When a CEO’s self-interest rises above his duty to the company
How one exec hoodwinked the board to get a great pay package — and got fired
What can occur when the board of directors approves the contract for a senior officer to obtain unreasonable compensation?
Steven Berg was an American lawyer and businessman who introduced Repap Enterprises to Third Avenue Funds and became the largest shareholder in the Canadian company.
Berg’s proposed compensation was considered at two board of directors meetings. At the first, the board retained an independent compensation consultant to consider it. Following the second, two directors resigned, one of them the chairman of the compensation committee.

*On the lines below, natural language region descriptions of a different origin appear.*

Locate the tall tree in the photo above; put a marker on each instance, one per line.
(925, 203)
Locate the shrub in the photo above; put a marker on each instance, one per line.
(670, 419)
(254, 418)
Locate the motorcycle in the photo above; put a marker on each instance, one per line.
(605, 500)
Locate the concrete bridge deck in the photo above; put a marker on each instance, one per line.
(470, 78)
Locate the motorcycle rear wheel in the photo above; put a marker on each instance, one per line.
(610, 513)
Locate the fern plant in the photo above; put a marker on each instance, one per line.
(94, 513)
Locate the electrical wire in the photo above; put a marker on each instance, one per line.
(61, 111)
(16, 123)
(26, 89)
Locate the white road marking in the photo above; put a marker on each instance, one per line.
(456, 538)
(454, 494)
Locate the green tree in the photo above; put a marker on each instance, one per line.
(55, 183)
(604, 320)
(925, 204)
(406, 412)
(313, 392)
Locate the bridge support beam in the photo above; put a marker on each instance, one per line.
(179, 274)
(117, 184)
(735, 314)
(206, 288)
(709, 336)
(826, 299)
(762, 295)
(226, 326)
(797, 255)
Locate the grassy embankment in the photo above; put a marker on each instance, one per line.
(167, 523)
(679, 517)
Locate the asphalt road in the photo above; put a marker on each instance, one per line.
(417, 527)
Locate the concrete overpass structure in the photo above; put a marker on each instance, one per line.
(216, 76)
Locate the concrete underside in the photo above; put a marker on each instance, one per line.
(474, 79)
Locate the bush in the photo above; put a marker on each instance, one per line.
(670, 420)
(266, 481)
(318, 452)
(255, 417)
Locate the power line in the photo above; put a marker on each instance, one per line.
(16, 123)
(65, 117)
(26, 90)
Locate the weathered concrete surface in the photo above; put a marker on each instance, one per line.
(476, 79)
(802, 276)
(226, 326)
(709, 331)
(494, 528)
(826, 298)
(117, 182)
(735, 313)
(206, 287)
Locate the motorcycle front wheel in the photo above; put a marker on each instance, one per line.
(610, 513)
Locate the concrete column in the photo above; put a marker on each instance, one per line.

The board of directors was reconstituted and approved the new compensation committee’s recommendation supporting Berg’s agreement. It provided generous payments, benefits and perquisites, including a five-year term with renewals, a 25-million-share signing bonus, 75 million shares in stock options, a market capitalization bonus, an eight-year pension credit, and liberal change of control and termination provisions. Berg became Repap’s chairman and senior executive officer.
In approving this agreement, the new board relied on an opinion prepared by Margaret Engel, a Mercer compensation consultant, who, due to time constraints on her opinion, was limited in scope and based it on “high-level observations.”
Engel mistakenly understood that she was providing advice in a non-contentious executive contract. She was not informed that Berg was unknown to the members of the board. Neither she nor the new board knew that his employment contract had met with resistance from the earlier board, that the chair of the compensation committee had resigned and that management was opposed to the agreement and questioned its propriety.
Within a few weeks, the new outside directors resigned and a new board was appointed. Berg was not nominated for re-election. His employment was terminated.
Repap asked the court to set aside Berg’s agreement.
The court’s description of Berg’s evidence is worth noting — in what not to do. As Justice Lax found, “… I do not find Mr. Berg to be a credible witness. His evidence was tainted by self-interest. He was unresponsive to questions. In the face of important documents that were in clear contradiction of his testimony, he made no concessions.”
Berg had received materials from directors and board members indicating their discomfort with his compensation proposal, but did not provide them to the new board.
Ontario Superior Court Justice Lax found that Berg had a fiduciary duty to act honestly, in good faith and in the best interests of his company, as well as to disclose the nature and extent of any personal interest contrary to the company’s. It is not enough, she found, for a senior officer and director to remind their colleagues of the interest in his own contract. They should know not merely that he has an interest, but what it is and how far it goes, and he must see to it that they are informed.
As well, every director or senior officer must place the interests of the corporation above their own. As Justice Lax found, “a reasonably prudent chairman and director acting in the best interests of Repap would have provided a new board with the opportunity to educate itself so as to make informed business judgment. As well, he should have afforded the board adequate time to retain a compensation consultant and instruct the consultant sufficiently to derive an genuinely independent opinion about his own employment contract.”
The court concluded, “Mr. Berg failed utterly in his duties to Repap. His own self-interest prevailed. His conduct was exactly opposite of the conduct the law required of him as a fiduciary – disclosure, honesty, loyalty, candour and a duty to favour Repap’s interest over his own.”
The Ontario Court of Appeal upheld the setting aside of Berg’s contract.
In another decision of the Ontario Superior Court earlier this year, Gary Conn, an officer and director of Goldstone Resources, sought over $2 million based on a management agreement he had signed. It gave him a five-year term with the right to renew for an additional five years and earlier termination only if there was cause. When the shareholders learned of this agreement, they were furious and argued that it was unenforceable because Conn had breached his fiduciary duty to negotiate a fair and reasonable employment contract. Although the employer had a compensation committee, Conn was friends with its head and no one considered the best interests of the company. “In my view,” the court found, “the decision-making process leading up to (the employment contract) was woefully deficient. The evidence supports only one conclusion: The agreement was presented in the form Conn desired and was rubber-stamped by a compensation committee and board of directors friendly to him, rather than mindful of the responsibilities that the law imposes.” The court found that the business judgment rule, which protects officers and directors making decisions in good faith, could not protect Conn since the “honesty, prudence, good faith and reasonable belief in the employer’s best interest was not shown.”
The court set aside the provisions regarding compensation termination as unfair and unreasonable, a finding that resulted from an “abdication of responsibilities, rather than business judgment. … Conn orchestrated a selfish and over-reaching deal.” His actions were driven by “self-interest, unsupported by any reasonable or objective criteria and contrary to the interests of the company he was obliged to protect.”
The law has moved considerably in dealing with fiduciaries. Even if they declare their self interest, they still must act in the best interests of the company. Egregious compensation arrangements can be and are being set aside by the courts.